White Womanhood Revised
Avidly: A Los Angeles Review of Books Channel
2015-06-15
Brigitte Fielder, Assistant Professor of Comparative Literature
University of Wisconsin, Madison
Whatever else we might say about it, let’s not forget this: Rachel Dolezal’s story is a decidedly American one. Here, I refer not only to story of Dolezal’s racial passing, but also to how Dolezal’s story triggers and reveals America’s racial fascinations. Whatever Dolezal’s motives or ethics, our scrutiny of Dolezal’s race echoes a long history of parsing race in the United States more generally.

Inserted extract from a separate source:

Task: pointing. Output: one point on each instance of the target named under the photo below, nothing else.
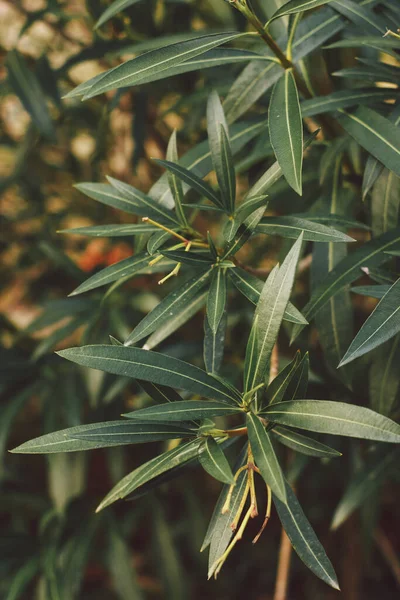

Much of the conversation about Dolezal proceeds within long-standing US assumptions about how race “works”: if her biological parents are “really” white people, then so is she, and therefore she cannot be black. While Dolezal is a member of an interracial family, she seems to have no mixed-race African American genealogy, and this is the single deciding factor about her own race. In effect, these assumptions tell us that there is no way for a woman who was born white (i.e., to white parents) to become black. For her to claim blackness, then, is a conscious act of deception.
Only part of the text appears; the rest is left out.